Fundamental analysis "old school", the adherent of which is the world's largest and one of the most famous investors Warren Buffet. However, it is often not Buffet that follows the realities of the market, but the market, represented by large investors, follows Buffet's actions. The movement of currencies in the market is a reflection of constantly changing supply and demand. Therefore, the main task of fundamental analysis is to monitor and evaluate the political and economic situation in the countries whose currencies are traded by the trader. Experts do not advise to use only this method, especially for beginners, because of the complexity of interpretation of numerous information, as there are too many factors to consider. However, to facilitate labor-intensive work, you can use data from analytical sources. For example, Grand Capital blog daily publishes trading recommendations based on fundamental analysis. Japanese candlestick patterns
Japanese candlesticks are a universal instrument on all types of financial markets. They show the trading history with which traders build their trading strategies.
They highlight the so-called "candlestick patterns". They are a harbinger of a changing trend or vice versa, a signal for its further development.
Candlestick patterns can be bearish and bullish. The most frequent patterns are bull's absorption, bear's absorption, hammer, hanging star, morning star, evening star, rain, cloud lumen, dark cloud curtain. Each of them demonstrates the struggle between buyers and sellers. The trader's task is to determine the winner of the candlestick model on the chart and make the appropriate decision. For example, the "hung" pattern belongs to the group of models consisting of one candle and completes the uptrend by signaling its reversal.

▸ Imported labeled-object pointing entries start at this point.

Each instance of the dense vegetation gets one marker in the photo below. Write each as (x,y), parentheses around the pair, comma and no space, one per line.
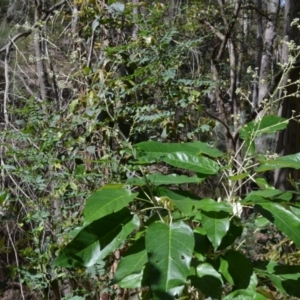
(149,150)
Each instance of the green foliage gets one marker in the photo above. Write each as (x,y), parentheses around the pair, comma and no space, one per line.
(107,189)
(182,239)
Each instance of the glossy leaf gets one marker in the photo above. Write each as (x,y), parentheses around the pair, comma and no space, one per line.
(212,205)
(160,179)
(129,272)
(208,281)
(236,268)
(272,194)
(184,204)
(283,218)
(288,161)
(106,201)
(285,278)
(232,234)
(170,249)
(157,149)
(202,243)
(267,124)
(191,162)
(98,239)
(216,225)
(245,294)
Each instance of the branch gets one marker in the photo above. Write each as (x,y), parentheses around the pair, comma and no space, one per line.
(44,17)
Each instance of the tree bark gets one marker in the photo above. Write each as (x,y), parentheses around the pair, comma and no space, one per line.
(288,141)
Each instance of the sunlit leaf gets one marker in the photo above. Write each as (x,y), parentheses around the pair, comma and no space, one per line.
(170,249)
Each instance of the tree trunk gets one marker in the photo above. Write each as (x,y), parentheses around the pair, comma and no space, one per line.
(288,141)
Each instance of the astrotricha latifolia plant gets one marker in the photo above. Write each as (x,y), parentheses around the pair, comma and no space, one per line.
(175,244)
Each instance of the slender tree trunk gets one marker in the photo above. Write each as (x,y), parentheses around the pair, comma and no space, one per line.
(268,53)
(39,53)
(288,141)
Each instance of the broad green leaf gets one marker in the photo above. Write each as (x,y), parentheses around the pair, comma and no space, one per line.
(3,196)
(216,225)
(202,243)
(191,162)
(245,295)
(184,204)
(129,272)
(236,269)
(239,176)
(160,179)
(267,124)
(208,281)
(117,7)
(212,205)
(288,161)
(283,218)
(285,278)
(106,201)
(232,234)
(271,194)
(261,222)
(98,239)
(170,249)
(263,184)
(157,149)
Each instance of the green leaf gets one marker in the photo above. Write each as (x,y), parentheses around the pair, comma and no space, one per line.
(202,243)
(288,161)
(117,7)
(170,249)
(232,234)
(106,201)
(283,218)
(271,194)
(184,204)
(261,222)
(208,281)
(216,225)
(212,205)
(236,269)
(98,239)
(239,176)
(245,295)
(191,162)
(285,278)
(3,196)
(129,272)
(263,184)
(160,179)
(267,124)
(157,149)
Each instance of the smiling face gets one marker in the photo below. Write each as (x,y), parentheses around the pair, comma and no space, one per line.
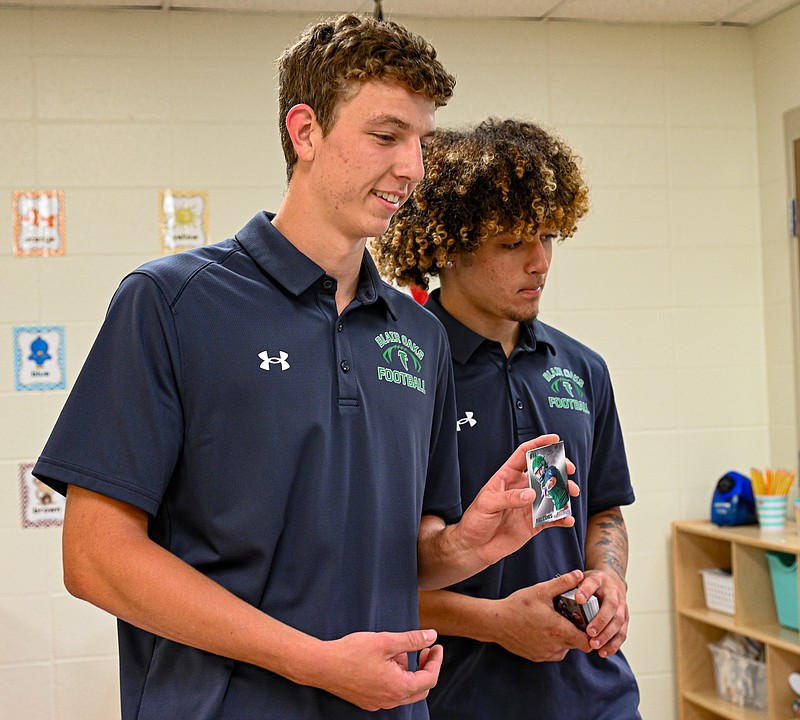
(499,285)
(371,160)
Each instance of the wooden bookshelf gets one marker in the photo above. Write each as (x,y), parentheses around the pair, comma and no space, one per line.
(700,544)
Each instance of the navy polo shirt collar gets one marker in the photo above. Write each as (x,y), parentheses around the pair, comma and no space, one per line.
(464,341)
(296,272)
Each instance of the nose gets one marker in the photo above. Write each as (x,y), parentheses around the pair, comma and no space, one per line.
(537,259)
(411,165)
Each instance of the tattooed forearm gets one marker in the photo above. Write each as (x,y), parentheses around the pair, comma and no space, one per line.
(607,542)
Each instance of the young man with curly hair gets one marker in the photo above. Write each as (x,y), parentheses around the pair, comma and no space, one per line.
(260,450)
(485,219)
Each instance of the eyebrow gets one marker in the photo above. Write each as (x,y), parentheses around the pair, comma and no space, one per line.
(388,119)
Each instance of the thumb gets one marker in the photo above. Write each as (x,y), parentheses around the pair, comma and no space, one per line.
(411,641)
(562,583)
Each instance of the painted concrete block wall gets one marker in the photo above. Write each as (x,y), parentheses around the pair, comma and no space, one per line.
(776,48)
(664,278)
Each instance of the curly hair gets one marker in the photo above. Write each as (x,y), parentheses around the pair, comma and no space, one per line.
(499,176)
(322,66)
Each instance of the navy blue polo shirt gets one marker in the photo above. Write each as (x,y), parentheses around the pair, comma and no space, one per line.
(282,449)
(550,384)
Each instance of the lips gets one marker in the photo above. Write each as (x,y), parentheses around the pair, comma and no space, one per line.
(390,198)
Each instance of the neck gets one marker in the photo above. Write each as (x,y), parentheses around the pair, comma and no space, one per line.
(506,332)
(340,257)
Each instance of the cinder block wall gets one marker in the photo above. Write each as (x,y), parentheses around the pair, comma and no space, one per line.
(674,276)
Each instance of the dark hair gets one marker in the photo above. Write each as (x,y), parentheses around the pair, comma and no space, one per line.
(321,67)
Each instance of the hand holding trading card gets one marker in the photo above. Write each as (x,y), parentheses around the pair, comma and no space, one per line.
(547,475)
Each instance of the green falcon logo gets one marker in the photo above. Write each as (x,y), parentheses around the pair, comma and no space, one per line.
(568,388)
(402,352)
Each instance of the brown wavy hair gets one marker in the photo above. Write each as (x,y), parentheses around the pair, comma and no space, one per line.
(323,65)
(499,176)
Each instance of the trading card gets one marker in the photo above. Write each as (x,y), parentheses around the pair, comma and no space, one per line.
(547,475)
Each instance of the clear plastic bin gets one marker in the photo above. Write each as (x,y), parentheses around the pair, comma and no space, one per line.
(739,679)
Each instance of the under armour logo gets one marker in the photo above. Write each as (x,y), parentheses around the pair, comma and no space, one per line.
(281,359)
(469,419)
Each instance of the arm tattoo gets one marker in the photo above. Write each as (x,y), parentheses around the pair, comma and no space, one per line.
(610,539)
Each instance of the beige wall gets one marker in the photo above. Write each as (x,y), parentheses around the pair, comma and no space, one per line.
(669,278)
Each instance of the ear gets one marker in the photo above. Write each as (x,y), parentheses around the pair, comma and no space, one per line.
(301,123)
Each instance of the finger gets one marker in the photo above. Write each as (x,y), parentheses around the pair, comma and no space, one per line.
(574,488)
(499,500)
(432,655)
(410,641)
(568,521)
(562,583)
(518,461)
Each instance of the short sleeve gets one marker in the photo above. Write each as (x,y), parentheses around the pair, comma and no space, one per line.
(120,431)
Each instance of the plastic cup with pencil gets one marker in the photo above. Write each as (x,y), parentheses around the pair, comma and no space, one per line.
(771,490)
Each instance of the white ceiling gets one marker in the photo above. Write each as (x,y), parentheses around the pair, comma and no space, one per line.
(707,12)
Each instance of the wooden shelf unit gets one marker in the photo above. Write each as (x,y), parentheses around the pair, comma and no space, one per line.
(700,544)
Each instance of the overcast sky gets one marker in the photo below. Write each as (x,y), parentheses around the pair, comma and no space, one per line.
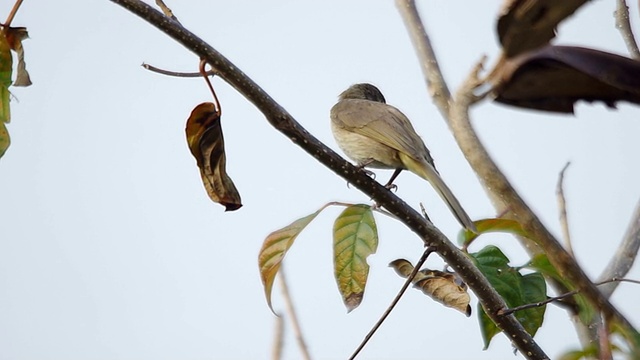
(111,249)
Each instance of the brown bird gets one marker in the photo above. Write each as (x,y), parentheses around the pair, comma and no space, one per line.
(377,135)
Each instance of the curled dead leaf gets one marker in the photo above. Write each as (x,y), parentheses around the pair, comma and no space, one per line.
(525,25)
(555,77)
(443,287)
(206,142)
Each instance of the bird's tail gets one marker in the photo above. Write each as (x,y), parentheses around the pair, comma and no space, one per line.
(427,172)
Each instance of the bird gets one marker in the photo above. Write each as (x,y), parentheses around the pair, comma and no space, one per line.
(377,135)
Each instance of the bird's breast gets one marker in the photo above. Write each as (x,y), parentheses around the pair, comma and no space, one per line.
(363,149)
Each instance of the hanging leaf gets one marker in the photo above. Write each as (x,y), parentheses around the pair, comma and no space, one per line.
(6,68)
(443,287)
(555,77)
(516,289)
(526,25)
(206,142)
(15,35)
(355,237)
(275,247)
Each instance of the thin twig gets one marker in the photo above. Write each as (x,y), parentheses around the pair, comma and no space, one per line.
(291,312)
(562,208)
(626,254)
(560,297)
(203,72)
(175,73)
(281,120)
(430,69)
(604,346)
(393,304)
(278,338)
(624,25)
(12,14)
(500,190)
(165,9)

Professionals do not advise to build a strategy solely on candlestick patterns. According to statistics, only in half of cases they indicate the right direction. Therefore, it is better to combine candlesticks with technical analysis. Elder's Waves.
Elder Waves or "Elder Three Screens" are relevant in all markets. The method is based on the analysis of three charts of the selected for trading asset with different timeframes. The trader filters trading operations by the senior timeframe and identifies correct entrances by the junior one. This approach helps to obtain a large profit with the lowest risk. The system of "Elder's three screens" combines trend indicators and oscillators (from Latin Oscillo rocking.). This way a trader can get more reliable entry points and cut off false ones.

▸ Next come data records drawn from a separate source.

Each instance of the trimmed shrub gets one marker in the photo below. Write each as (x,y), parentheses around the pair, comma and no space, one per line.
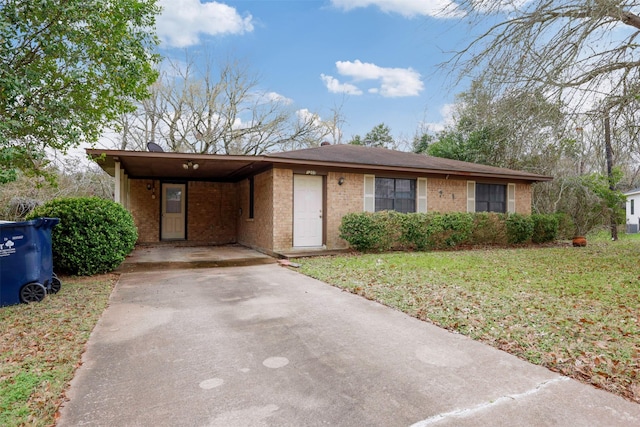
(415,231)
(519,228)
(435,231)
(360,231)
(94,235)
(545,228)
(489,229)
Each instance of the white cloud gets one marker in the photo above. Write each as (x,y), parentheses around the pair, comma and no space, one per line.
(304,115)
(277,98)
(182,22)
(408,8)
(447,113)
(335,86)
(393,82)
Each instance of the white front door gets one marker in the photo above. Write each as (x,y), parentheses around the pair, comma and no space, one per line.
(307,211)
(173,211)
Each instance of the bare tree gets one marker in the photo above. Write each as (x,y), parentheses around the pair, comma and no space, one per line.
(218,111)
(580,52)
(555,44)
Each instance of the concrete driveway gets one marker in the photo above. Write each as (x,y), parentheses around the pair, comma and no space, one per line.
(266,346)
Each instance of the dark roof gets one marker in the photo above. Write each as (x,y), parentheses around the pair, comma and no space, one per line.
(349,155)
(146,164)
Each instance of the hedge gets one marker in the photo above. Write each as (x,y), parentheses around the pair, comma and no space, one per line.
(389,230)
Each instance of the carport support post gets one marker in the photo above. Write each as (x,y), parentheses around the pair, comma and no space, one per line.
(116,193)
(121,193)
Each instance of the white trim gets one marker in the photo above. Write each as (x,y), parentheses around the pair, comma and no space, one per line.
(471,196)
(421,195)
(369,200)
(511,198)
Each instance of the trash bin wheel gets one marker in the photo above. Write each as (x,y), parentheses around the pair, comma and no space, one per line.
(56,284)
(32,292)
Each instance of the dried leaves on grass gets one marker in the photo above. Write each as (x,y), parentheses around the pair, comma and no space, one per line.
(573,310)
(41,345)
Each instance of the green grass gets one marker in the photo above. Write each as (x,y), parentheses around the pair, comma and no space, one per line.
(573,310)
(41,346)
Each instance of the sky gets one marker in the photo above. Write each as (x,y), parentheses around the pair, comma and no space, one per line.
(374,60)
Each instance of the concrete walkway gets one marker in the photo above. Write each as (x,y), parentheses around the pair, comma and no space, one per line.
(266,346)
(169,256)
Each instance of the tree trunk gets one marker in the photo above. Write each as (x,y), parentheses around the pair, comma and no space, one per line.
(609,152)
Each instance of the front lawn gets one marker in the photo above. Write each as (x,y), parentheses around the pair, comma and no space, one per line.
(573,310)
(41,346)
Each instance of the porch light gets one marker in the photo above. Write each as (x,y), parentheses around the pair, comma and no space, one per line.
(190,165)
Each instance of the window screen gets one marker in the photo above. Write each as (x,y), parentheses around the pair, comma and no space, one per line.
(491,198)
(395,195)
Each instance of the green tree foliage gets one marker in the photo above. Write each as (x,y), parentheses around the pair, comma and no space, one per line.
(94,235)
(379,136)
(67,68)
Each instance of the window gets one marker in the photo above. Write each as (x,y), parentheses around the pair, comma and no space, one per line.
(251,197)
(395,194)
(491,198)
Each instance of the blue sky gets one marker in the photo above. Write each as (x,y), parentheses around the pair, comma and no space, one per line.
(374,59)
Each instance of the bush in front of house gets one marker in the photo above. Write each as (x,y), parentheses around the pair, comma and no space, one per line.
(545,228)
(387,230)
(94,235)
(519,228)
(489,228)
(423,231)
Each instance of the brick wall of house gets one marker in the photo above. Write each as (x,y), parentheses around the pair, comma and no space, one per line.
(341,200)
(145,209)
(282,209)
(212,210)
(256,232)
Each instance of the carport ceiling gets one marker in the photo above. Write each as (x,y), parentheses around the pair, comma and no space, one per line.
(142,164)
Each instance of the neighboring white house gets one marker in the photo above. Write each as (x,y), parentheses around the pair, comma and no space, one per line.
(633,210)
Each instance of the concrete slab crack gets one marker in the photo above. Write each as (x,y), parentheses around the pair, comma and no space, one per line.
(461,413)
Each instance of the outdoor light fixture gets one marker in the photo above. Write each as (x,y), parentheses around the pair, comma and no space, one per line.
(152,188)
(190,165)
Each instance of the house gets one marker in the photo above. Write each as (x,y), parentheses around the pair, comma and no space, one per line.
(295,200)
(633,212)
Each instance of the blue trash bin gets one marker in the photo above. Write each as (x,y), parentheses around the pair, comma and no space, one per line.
(26,261)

The founder of "Three Screens" Alexander Elder compared the market with the ocean, the waves of which form the tides (upward trend) and ebb (downward trend). The period of dominance on the market of an uptrend is the time of buying an asset. When a downtrend prevails this is the time of selling. A kind of market "calm" is the so-called "corridors" or flat. During this period it is better to refrain from trading according to the recommendations of the system author.

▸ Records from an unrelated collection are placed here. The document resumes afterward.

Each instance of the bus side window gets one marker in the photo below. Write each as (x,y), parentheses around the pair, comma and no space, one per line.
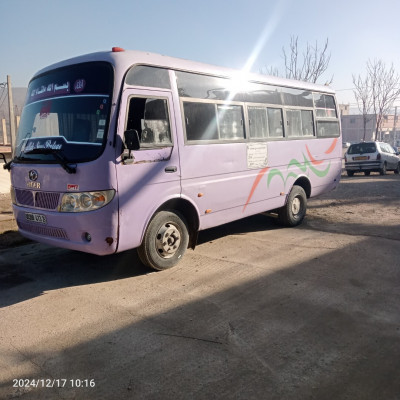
(275,122)
(150,117)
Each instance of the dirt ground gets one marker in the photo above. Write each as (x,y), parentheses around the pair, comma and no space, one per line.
(362,205)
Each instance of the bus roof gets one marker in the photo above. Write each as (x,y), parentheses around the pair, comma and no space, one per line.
(122,60)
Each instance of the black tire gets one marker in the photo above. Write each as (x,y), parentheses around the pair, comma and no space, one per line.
(294,211)
(165,241)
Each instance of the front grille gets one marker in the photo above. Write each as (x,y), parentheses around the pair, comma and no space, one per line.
(43,230)
(24,197)
(30,198)
(47,200)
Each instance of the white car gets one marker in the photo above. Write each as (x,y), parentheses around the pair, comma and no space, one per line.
(368,157)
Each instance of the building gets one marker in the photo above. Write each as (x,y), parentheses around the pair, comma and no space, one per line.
(353,129)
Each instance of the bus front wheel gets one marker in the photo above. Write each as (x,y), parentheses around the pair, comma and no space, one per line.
(165,241)
(294,211)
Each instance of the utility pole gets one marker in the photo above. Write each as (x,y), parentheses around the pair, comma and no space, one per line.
(394,127)
(11,113)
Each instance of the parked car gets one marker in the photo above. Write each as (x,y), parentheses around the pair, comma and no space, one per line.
(371,156)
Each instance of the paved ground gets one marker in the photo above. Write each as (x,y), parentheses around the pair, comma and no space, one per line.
(255,312)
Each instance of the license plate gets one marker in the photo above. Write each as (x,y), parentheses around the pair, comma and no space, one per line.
(36,218)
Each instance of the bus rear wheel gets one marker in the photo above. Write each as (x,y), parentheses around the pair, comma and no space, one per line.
(165,241)
(294,211)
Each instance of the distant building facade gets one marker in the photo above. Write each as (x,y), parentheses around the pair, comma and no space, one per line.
(353,129)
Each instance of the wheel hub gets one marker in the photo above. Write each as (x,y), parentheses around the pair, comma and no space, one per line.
(168,240)
(296,205)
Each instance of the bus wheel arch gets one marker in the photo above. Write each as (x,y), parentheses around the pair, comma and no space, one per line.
(171,230)
(295,208)
(189,212)
(165,240)
(305,183)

All the above mentioned market conditions should display the first screen. The second screen is used to determine the initial wave movement according to the current trend. In other words, it defines the moment when the correction ends and the next trend movement starts.
The third screen is used by the trader to accurately enter the deal with setting the minimum safety stop-loss. Three screens of Elder in a weekly, daily and four-hour timeframe
Larry Williams' Bar Analysis
The famous stock trader, born in 1942 in Montana, USA, Larry Williams is known for the large number of indicators he created.
Williams evaluated the market, turning the price display on charts into bars. Many market professionals use this method, although there is no significant difference between a "candle" and a bar. Any Japanese candlestick is based on a bar with four indicators bar opening price, closing price, bar high and bar low. To trade using the Williams method is to buy and sell assets at the price of a three-bar moving average minimum. To determine which trading points to open and close a position on, he developed his own theory of local highs and lows based on three bar patterns.
The local high is the bar with the highest high compared to the previous and next; the local low is the bar with the lowest low compared to two neighboring lows, respectively.